Money is the most universally understood real-world application of primary maths. Every child in Hong Kong knows what dollars and cents are. Every child has been to a supermarket or a wet market. The numbers are real, the operations are meaningful, and the consequences of getting the answer wrong are immediately understandable.
And yet most primary maths teaching treats money problems as a topic unit to be covered and moved on from, rather than as a golden thread that can run through every year of maths learning. Let me show you how to use it.
Why Money Problems Work So Well
Concreteness: "$15.50" is a more graspable number than "15.5 units." The dollar sign and the real-world reference anchor the decimal in meaning. Students who struggle to understand what 0.5 means quickly understand that $0.50 is 50 cents — half a dollar.

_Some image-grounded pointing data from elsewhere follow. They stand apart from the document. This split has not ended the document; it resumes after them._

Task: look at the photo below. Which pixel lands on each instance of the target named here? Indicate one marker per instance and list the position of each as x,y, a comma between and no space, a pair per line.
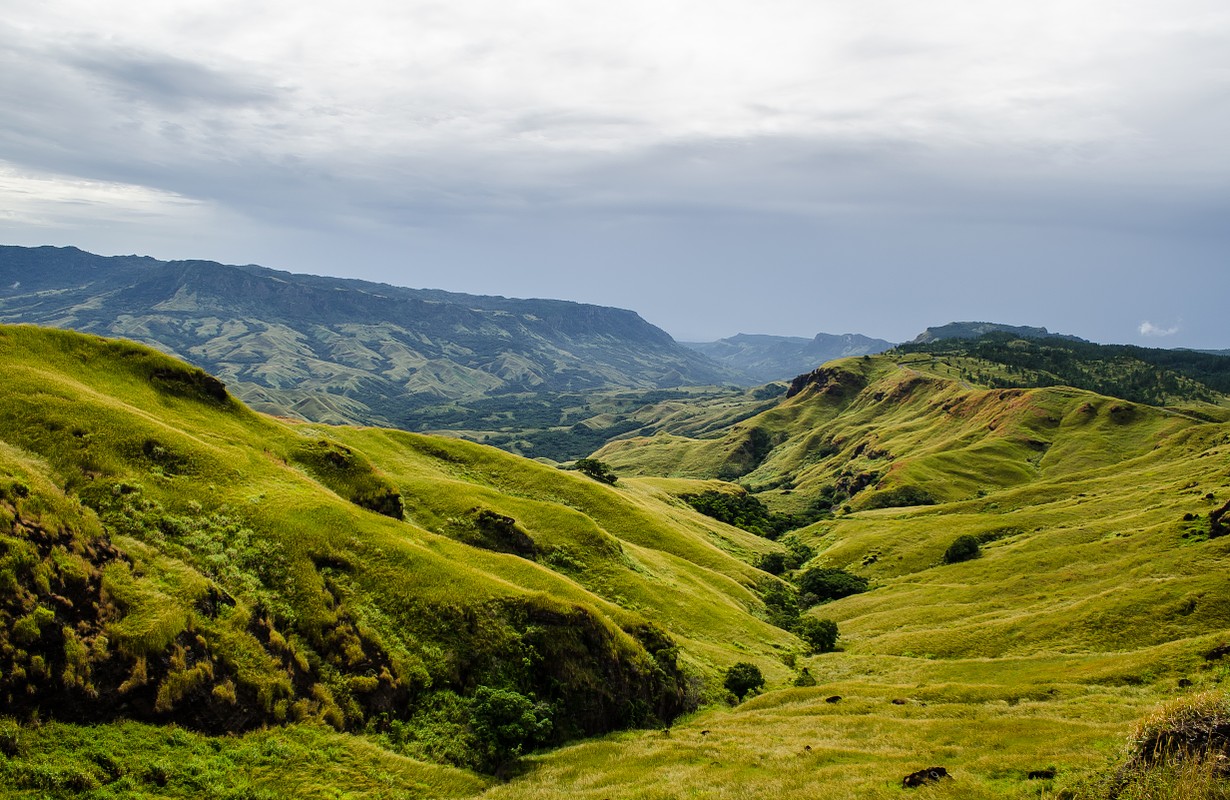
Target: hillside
385,603
170,555
768,358
333,350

Immediate error detection: If your child calculates that a pencil costs $450, they immediately know something is wrong. Real-world plausibility checking is built in to money problems in a way that abstract maths problems don't provide.

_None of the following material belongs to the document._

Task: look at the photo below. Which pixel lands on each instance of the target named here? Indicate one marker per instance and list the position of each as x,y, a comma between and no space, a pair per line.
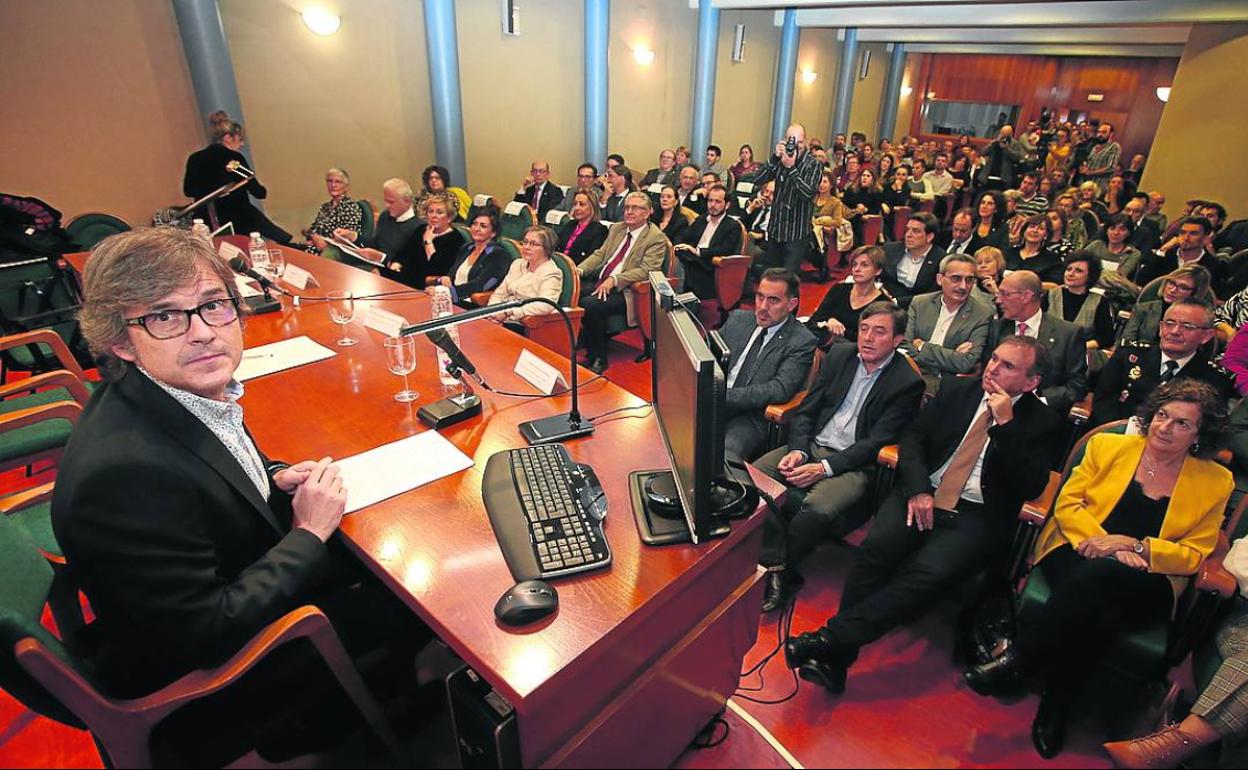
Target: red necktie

Motivation: Children who are uninterested in abstract calculation are often engaged by "how much do I have left to save for that game?" Money has personal relevance that x + y does not.
Curriculum coverage: Money problems naturally cover addition, subtraction (change calculation), multiplication (buying multiple items), division (splitting costs), percentages (discounts, taxes), and ratios (price comparisons, value calculations). One context, all operations.

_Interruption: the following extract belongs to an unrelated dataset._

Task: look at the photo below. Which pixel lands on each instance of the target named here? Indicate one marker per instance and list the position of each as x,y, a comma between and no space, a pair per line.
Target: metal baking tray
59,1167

How Money Problems Progress Through the HK Curriculum
P1–P2: Basic operations with whole dollar amounts "You have $20. You buy a snack for $7. How much change do you get?" This is subtraction. The money context makes it concrete and checkable.
P3: Introduction of decimals in money context "An orange costs $1.80. Three oranges cost ___." Decimal multiplication in a meaningful context. Students who understand dollars and cents find decimal multiplication less abstract than "multiply 1.8 × 3."
P4: Multi-step money problems "A box of 6 drinks costs $28.50. A bottle of water costs $4.20. How much more does one drink cost than one bottle of water?" Requires: $28.50 ÷ 6 = $4.75, then $4.75 − $4.20 = $0.55. Two steps, each with decimals.
P5: Percentage discounts and increases "A coat originally costs $480. It is on sale for 25% off. What is the sale price?" 25% off → 75% of original. $480 × 0.75 = $360. This is where the percentage-decimal connection (see my article on this) pays dividends.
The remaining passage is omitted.